For now, this is my new home, and it comes with several bonuses: I'm not writing to break through on some algorithm (although that means I am writing to myself, mostly); I'm able to write VERY long posts of poorly edited nonsense (I'm topping 2000 words and my hands are starting to cramp); and perhaps most importantly, I control ALL of it. It's my domain name. It's my linode box. It's my site design. You gotta find it by searching for it explicitly or me telling you about it, explicitly.
Of course, compared to signing up to a social media account with your email address, this is all a huge pain in the ass requiring knowledge of DNS records, and linux commands, and security certificates, and administration accounts, and root access, and containers, and all the other stuff that the modern internet needs to function. There are easier ways to do this though, if you don't mind handing off some levels of control (ghost, for instance, hosts blogs for you for a monthly fee, if you want, on their own servers).
And I think it's important that we all start considering these self-hosted, self-published sites again. Facebook, and Instagram, and Twitter, and all of their smaller competitors, are becoming overrun with Content; the Algorithms are starting to eat themselves, and collide; and even worse, now we're starting to see floods of AI-generated garbage that, at least on Facebook, seems to have started to affect algorithms to the point that AI-generated posts are posting to AI-generated facebook groups populated with fake accounts posting AI-generated responses to one another - and, somehow, real humans don't seem to notice that most of this stuff is happening when they stumble upon it. It's all close enough to the algorithm-fed noise we've all grown accustomed to, so what's one more comment saying "amen, so true, pray emoji" on a random post about soldiers exploding in a hurricane or whatever that was served up to you so you buy a commemorative flag coin?

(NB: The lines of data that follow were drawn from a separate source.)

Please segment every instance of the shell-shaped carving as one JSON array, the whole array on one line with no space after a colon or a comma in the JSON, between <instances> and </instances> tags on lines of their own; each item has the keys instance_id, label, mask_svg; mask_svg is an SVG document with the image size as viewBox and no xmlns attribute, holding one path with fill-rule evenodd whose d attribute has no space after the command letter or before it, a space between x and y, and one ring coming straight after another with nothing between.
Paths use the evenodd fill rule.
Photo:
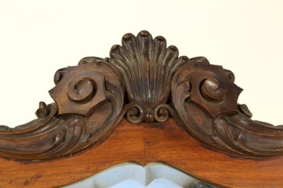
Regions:
<instances>
[{"instance_id":1,"label":"shell-shaped carving","mask_svg":"<svg viewBox=\"0 0 283 188\"><path fill-rule=\"evenodd\" d=\"M114 45L110 52L109 63L121 74L130 102L139 102L152 108L167 101L173 74L188 58L178 58L178 49L166 48L161 36L154 39L147 31L137 36L126 34L122 45Z\"/></svg>"}]
</instances>

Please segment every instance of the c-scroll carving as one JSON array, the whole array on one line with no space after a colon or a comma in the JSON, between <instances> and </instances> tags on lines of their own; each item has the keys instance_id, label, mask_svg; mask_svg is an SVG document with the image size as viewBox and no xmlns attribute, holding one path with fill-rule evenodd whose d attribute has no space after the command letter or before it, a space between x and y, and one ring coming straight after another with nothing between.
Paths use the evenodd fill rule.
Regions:
<instances>
[{"instance_id":1,"label":"c-scroll carving","mask_svg":"<svg viewBox=\"0 0 283 188\"><path fill-rule=\"evenodd\" d=\"M38 119L14 128L0 126L0 155L21 159L66 156L92 145L120 120L124 87L99 58L85 58L57 71L50 94L57 103L41 102Z\"/></svg>"},{"instance_id":2,"label":"c-scroll carving","mask_svg":"<svg viewBox=\"0 0 283 188\"><path fill-rule=\"evenodd\" d=\"M283 126L251 119L237 105L242 89L235 76L204 57L181 67L172 80L172 101L185 129L197 139L222 150L251 156L283 154Z\"/></svg>"},{"instance_id":3,"label":"c-scroll carving","mask_svg":"<svg viewBox=\"0 0 283 188\"><path fill-rule=\"evenodd\" d=\"M237 103L242 89L232 72L203 57L179 56L147 31L126 34L110 58L86 57L59 70L37 119L0 126L0 156L47 159L74 154L107 136L120 119L164 122L173 117L199 141L249 156L283 155L283 126L251 119ZM126 92L125 92L126 91ZM125 100L124 100L125 98Z\"/></svg>"}]
</instances>

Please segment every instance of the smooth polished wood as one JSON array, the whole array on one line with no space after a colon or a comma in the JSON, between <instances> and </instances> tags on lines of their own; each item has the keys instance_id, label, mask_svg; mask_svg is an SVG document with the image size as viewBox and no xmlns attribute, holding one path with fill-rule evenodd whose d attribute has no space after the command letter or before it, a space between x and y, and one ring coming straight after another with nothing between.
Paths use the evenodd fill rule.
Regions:
<instances>
[{"instance_id":1,"label":"smooth polished wood","mask_svg":"<svg viewBox=\"0 0 283 188\"><path fill-rule=\"evenodd\" d=\"M251 156L283 155L283 125L253 121L237 103L242 90L231 71L204 57L179 56L164 37L145 30L124 35L110 57L86 57L59 69L39 103L38 118L0 125L0 156L46 160L101 142L126 117L129 123L174 118L207 146ZM157 158L158 159L158 158Z\"/></svg>"},{"instance_id":2,"label":"smooth polished wood","mask_svg":"<svg viewBox=\"0 0 283 188\"><path fill-rule=\"evenodd\" d=\"M201 180L227 187L282 187L283 157L231 154L206 146L172 119L129 123L71 157L39 162L0 158L0 187L56 187L127 162L162 162Z\"/></svg>"}]
</instances>

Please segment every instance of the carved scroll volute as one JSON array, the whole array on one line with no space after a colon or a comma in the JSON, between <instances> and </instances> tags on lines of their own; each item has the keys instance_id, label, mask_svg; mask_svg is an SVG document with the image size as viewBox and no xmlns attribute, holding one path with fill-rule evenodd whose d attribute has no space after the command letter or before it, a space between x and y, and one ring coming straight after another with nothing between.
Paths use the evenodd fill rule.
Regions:
<instances>
[{"instance_id":1,"label":"carved scroll volute","mask_svg":"<svg viewBox=\"0 0 283 188\"><path fill-rule=\"evenodd\" d=\"M178 58L178 49L167 48L162 36L154 39L147 31L137 36L126 34L122 45L114 45L110 52L109 65L114 67L123 79L130 104L125 106L128 119L162 122L173 109L166 104L170 93L170 81L177 68L188 61Z\"/></svg>"},{"instance_id":2,"label":"carved scroll volute","mask_svg":"<svg viewBox=\"0 0 283 188\"><path fill-rule=\"evenodd\" d=\"M50 94L57 104L40 103L37 120L0 126L0 155L35 160L73 154L106 136L121 119L124 87L101 59L84 58L58 70L55 83Z\"/></svg>"},{"instance_id":3,"label":"carved scroll volute","mask_svg":"<svg viewBox=\"0 0 283 188\"><path fill-rule=\"evenodd\" d=\"M57 103L59 114L86 116L97 104L106 100L104 75L94 64L68 67L64 78L49 91Z\"/></svg>"},{"instance_id":4,"label":"carved scroll volute","mask_svg":"<svg viewBox=\"0 0 283 188\"><path fill-rule=\"evenodd\" d=\"M172 101L182 125L197 139L230 153L283 154L283 129L250 119L237 103L235 76L204 57L194 58L172 80ZM240 109L239 109L240 108Z\"/></svg>"}]
</instances>

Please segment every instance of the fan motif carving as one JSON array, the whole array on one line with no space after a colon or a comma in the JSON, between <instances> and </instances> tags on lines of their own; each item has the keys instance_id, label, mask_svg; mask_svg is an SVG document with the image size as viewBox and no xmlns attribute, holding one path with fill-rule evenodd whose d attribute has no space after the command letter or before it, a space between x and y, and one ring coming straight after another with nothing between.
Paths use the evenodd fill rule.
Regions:
<instances>
[{"instance_id":1,"label":"fan motif carving","mask_svg":"<svg viewBox=\"0 0 283 188\"><path fill-rule=\"evenodd\" d=\"M37 119L0 126L0 156L18 159L68 156L106 139L125 117L132 123L173 118L195 138L240 155L283 154L283 126L251 119L237 104L242 90L232 72L204 57L178 56L161 36L126 34L110 58L86 57L59 70L39 103Z\"/></svg>"}]
</instances>

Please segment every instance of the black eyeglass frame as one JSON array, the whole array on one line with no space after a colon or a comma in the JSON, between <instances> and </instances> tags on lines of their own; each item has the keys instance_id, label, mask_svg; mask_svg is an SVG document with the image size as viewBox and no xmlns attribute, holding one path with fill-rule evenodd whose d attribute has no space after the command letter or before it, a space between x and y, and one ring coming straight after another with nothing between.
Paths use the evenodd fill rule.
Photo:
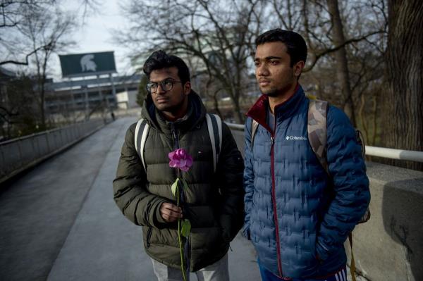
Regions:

I'm becoming an old man as I type this, withering into a dusty husk, shaking my fist at da yoofs. But I'm telling you, getting your own slice of the internet (such as it is; even the internet itself is starting to break down into atomized chunks of garbage content mills now) is going to become a needed tool of self expression, and crucially one that isn't controlled by an enormous corporation siphoning off your data for pennies.
We're entering a weird period of massive disinformation, self censorship, fragmented media habits, and broken technology, so it's important to know where your words live, and where your towel is at. So get a damn blog already.